Friday, February 13, 2015

A Little About Me

Book Stuff
The book stuff first today in case I run short on time.
The sequel needs a tad more work. The main holdup is the cover. I don't want something that looks like a 6-yr-old did it.

Now on to me.
A lot of people don't know this, but I've never thrill-killed a hobo in a Chicago railyard. My life didn't go down that path. My parents never got divorced. I never descended into a world of drugs, cheap booze and even cheaper women. I never found myself standing with several friends strung out on whatever the popular drug was when I was a teenager in front of a passed out hobo daring each other to shoot him first. I never ended up on the run from the Chicago PD that concluded with me handcuffed in a pool of my own vomit. I haven't always made the best choices in life, but I made better choices than all that!

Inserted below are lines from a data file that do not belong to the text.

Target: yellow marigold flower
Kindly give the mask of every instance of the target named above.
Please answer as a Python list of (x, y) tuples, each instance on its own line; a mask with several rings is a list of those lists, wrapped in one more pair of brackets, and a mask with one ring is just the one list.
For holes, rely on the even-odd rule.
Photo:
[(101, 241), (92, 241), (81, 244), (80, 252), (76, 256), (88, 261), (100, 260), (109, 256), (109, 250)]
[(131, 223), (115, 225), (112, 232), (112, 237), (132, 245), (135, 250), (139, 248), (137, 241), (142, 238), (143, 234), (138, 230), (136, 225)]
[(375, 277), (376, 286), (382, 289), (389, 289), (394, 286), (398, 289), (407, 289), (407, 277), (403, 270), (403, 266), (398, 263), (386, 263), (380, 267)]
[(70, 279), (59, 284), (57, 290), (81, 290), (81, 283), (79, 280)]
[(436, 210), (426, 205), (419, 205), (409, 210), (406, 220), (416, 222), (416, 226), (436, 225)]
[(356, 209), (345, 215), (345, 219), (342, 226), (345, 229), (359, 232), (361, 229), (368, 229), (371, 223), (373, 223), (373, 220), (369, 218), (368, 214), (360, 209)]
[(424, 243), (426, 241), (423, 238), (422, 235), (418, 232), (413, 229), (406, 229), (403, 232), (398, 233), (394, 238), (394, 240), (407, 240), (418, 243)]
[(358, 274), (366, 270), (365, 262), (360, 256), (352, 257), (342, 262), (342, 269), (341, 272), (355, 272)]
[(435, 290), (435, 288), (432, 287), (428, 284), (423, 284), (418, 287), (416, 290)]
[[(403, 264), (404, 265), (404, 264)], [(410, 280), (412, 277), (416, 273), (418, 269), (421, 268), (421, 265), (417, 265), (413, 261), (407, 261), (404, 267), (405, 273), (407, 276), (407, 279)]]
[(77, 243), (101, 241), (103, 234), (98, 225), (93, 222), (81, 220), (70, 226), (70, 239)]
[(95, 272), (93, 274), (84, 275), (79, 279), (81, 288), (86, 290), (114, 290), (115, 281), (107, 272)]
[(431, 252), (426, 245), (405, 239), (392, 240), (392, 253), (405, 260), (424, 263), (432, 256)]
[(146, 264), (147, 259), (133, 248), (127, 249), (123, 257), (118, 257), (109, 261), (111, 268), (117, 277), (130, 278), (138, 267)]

In fact, I've never even been to Chicago. If I did get to visit, I'd want to take in a Cubs game at historic Wrigley Field. There wouldn't be much point to going if I couldn't, right? Preferably, they'd be playing the Braves. The game would be during the day the way nature and Harry Caray intended. While I was in the area, I'd hang out by Lake Michigan and maybe go out on a boat on a nice day that wasn't too windy.

The Cubs look good this year, but they're usually not a very winning team. I have a theory on that, and it has nothing to do with curses. It's the name. A cub is a baby bear. The equivalent of the Chicago Baby Bears isn't working. They play down to the name. How are the other teams supposed to feel intimidated when they're playing against a team named after baby animals? They need a manlier name. Chicago Grizzlies. Chicago Sasquatches. Something that's not a baby name.